Beatrice heard Robert singing happily to himself, but she could not stay any longer where she was. She gathered up her sewing and climbed out of the window, ungracefully but effectively, and went back to the Fort.

Katherine saw her coming and smiled. That morning, with quick intuition, she had read the secret in Ronald's heart, and suddenly knew how much she cared for the boy who teased and tormented, but never failed her if she needed him. In her own mind, she had written down Beatrice as an unsparing coquette, and determined to take up the cudgels in behalf of her victim.

The girl sewed nervously, breaking her thread frequently, but she kept at it until Katherine said, very gently, "Bee, George cares for you."

"I know!" snapped Beatrice. Her thread broke again, and her hands trembled so she could scarcely knot it.

"And Robert, too," said Katherine, presently.

"I know!"

"Well, dear, what are you going to do about it?"

"Cousin Kit," said the girl, angrily, "if you're going to lecture me, I'm going back home." She folded up her work, but Mrs. Howard put a restraining hand upon her arm.

"Don't, Bee. You know we talked about my trouble together – why can't we talk about yours?"

"I haven't any trouble!" Beatrice's face was flushed, but her voice was softer, and she seemed willing to stay.

"What are you going to do about it?" asked Katherine, once more.
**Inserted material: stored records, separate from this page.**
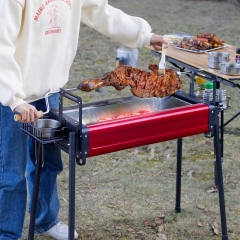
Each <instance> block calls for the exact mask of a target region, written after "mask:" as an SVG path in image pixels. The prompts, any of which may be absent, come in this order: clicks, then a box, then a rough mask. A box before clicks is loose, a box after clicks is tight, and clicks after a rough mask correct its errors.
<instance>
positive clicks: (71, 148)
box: [68, 132, 76, 240]
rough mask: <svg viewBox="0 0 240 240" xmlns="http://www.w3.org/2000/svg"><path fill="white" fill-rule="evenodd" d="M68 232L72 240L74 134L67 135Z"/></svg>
mask: <svg viewBox="0 0 240 240" xmlns="http://www.w3.org/2000/svg"><path fill="white" fill-rule="evenodd" d="M69 139H70V141H69V144H70V146H69V218H68V224H69V231H68V239H69V240H73V239H74V227H75V174H76V172H75V170H76V169H75V167H76V166H75V155H76V153H75V150H76V133H75V132H70V133H69Z"/></svg>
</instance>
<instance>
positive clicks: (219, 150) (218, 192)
mask: <svg viewBox="0 0 240 240" xmlns="http://www.w3.org/2000/svg"><path fill="white" fill-rule="evenodd" d="M214 128H215V129H214V130H215V131H214V147H215V153H216V171H217V178H218V194H219V205H220V214H221V225H222V240H228V235H227V221H226V210H225V200H224V188H223V176H222V156H221V146H220V139H219V121H216V124H215V125H214Z"/></svg>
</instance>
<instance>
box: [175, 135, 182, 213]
mask: <svg viewBox="0 0 240 240" xmlns="http://www.w3.org/2000/svg"><path fill="white" fill-rule="evenodd" d="M181 174H182V138H179V139H178V140H177V173H176V205H175V212H181Z"/></svg>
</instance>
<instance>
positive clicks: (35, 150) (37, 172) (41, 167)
mask: <svg viewBox="0 0 240 240" xmlns="http://www.w3.org/2000/svg"><path fill="white" fill-rule="evenodd" d="M35 155H36V171H35V183H34V189H33V196H32V206H31V210H30V211H31V216H30V224H29V233H28V240H33V239H34V228H35V221H36V213H37V203H38V192H39V185H40V175H41V170H42V162H43V145H42V144H41V142H39V141H37V140H35Z"/></svg>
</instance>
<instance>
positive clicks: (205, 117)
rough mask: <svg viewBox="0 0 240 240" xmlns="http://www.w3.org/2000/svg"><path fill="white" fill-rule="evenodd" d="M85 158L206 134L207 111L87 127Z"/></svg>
mask: <svg viewBox="0 0 240 240" xmlns="http://www.w3.org/2000/svg"><path fill="white" fill-rule="evenodd" d="M88 129H89V139H90V141H89V154H88V157H91V156H96V155H100V154H105V153H110V152H115V151H120V150H124V149H128V148H133V147H137V146H143V145H148V144H152V143H156V142H163V141H167V140H171V139H177V138H183V137H186V136H191V135H195V134H200V133H206V132H209V131H210V130H209V107H208V105H206V104H203V103H199V104H194V105H189V106H184V107H178V108H172V109H167V110H161V111H159V112H154V113H148V114H142V115H137V116H134V117H126V118H121V119H116V120H111V121H105V122H99V123H95V124H93V125H88Z"/></svg>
"What can I do about it?" cried Beatrice, in a high key – "why, that's simple, I'm sure! I can go to Mr. Ronald and say, 'Please, Mr. Ronald, don't ask me to marry you, because I'm going to marry Cousin Rob. He doesn't know it yet; in fact, he hasn't even asked me, but I'm going to do it just the same.' Or, I might go to Cousin Rob and say, 'My dear Mr. Forsyth, I hope you won't ask me to marry you, because I'm going to marry Mr. Ronald, who hasn't asked me as yet. In fact," she continued, with her temper rising, "I've about concluded that I won't marry anybody!"